Rebuilding "What Is Code?"
I'm rebuilding Paul Ford's landmark 2015 Bloomberg essay
"What Is Code?"
— the 38,000-word interactive piece that mass-explained software to a business audience and remains one of the best things ever published on the web.
Bloomberg open-sourced the original codebase (jQuery, D3 v3, Backbone.js, Grunt),
and I'm doing a faithful modernization using Astro islands, GSAP ScrollTrigger, D3 v7, and Web Components
— preserving the original's 18 interactive modules (circuit simulators, keyboard visualizers, DOM explorers, animated guide characters)
while replacing every piece of 2015-era tooling with its contemporary equivalent.
The interesting addition: an "explorable source layer" that makes the rebuild recursive.
Readers can pop open any interactive, see the annotated source behind it, and tweak parameters in real-time
— learning what code is by manipulating the code that renders the essay they're reading.
It turns a faithful homage into a new pedagogical argument about code itself.
It's a portfolio piece, a community tribute, and a reusable framework for interactive longform writing.

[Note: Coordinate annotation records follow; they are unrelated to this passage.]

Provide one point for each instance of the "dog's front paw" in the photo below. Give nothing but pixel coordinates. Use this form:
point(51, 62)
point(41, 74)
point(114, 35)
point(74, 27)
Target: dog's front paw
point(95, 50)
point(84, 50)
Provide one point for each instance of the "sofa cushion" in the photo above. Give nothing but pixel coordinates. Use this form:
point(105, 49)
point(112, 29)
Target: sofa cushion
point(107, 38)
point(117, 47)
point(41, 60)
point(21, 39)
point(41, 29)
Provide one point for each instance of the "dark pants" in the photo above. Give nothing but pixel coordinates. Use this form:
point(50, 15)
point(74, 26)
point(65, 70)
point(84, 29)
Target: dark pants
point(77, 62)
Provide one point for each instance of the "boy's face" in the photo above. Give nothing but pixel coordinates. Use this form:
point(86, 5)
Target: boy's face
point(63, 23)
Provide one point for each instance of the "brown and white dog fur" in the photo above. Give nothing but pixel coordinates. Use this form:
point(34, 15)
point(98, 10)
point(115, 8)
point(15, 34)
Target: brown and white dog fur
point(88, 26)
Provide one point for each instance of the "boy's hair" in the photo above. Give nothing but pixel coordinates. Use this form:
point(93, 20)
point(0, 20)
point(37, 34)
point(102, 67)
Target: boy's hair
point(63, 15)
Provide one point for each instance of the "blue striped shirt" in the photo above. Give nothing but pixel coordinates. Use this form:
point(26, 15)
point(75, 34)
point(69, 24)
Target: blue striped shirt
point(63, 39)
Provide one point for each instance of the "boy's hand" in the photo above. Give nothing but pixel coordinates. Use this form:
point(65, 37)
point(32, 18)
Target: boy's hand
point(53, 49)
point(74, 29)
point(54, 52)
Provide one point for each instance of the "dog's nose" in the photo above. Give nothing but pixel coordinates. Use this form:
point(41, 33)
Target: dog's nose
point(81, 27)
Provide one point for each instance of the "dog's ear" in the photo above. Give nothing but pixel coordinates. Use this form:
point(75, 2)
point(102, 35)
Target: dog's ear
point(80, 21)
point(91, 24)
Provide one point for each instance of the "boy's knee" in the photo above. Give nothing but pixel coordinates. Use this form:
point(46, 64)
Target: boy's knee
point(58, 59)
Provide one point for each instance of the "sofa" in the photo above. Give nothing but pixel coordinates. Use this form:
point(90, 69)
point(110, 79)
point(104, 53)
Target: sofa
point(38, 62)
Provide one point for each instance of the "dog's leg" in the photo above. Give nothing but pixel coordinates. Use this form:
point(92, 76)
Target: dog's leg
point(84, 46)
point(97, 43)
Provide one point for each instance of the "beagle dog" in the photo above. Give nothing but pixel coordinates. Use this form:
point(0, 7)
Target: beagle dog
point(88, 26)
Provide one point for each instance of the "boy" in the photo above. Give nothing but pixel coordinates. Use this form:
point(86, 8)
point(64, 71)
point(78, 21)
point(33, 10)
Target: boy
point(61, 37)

Two Courses, One Prototype
I'm running two courses in parallel, both aimed at the same target: a working
Scholion prototype — a web app that ingests scientific papers,
extracts claim-dependency graphs (Toulmin structure: claims, warrants, backings, and their relationships),
and lets you navigate them interactively.
How to Solve It with Code
provides the application stack: FastHTML/HTMX for the UI, a PDF ingestion pipeline, LLM-prompted extraction,
and Pólya-based problem decomposition as a working method.
Practical Deep Learning for Coders
provides the model-layer understanding for when prompting hits its ceiling — eventually fine-tuning a smaller model
on labeled data generated by the LLM extraction pipeline (the LLM-as-labeler pattern).
For fast.ai I'm running a speed-run: prioritize the NLP lesson, collaborative filtering (for embedding intuition),
tabular/random forest (for claim classification baselines), and Part 2's transformer and attention content.
Computer vision lectures get skimmed at 2x for pedagogical patterns; the deployment and ethics lectures are skipped
(deployment is covered by SolveIt, ethics I've engaged with elsewhere).
The daily schedule runs eight hours in four blocks. Mornings: three hours on courses —
30 minutes of paper reading (which doubles as Scholion test data),
90 minutes on How to Solve It, 60 minutes on fast.ai.
The 2:1 ratio reflects that SolveIt produces the working artifact while fast.ai builds understanding that pays off later.
Midday: a one-hour buffer for reading, integration work, or overflow.
Afternoons: two hours on other projects (Notice, thbrdy.dev), two hours on job search.
The Scholion prototype built through the courses is also the strongest portfolio artifact —
these aren't competing priorities, they converge.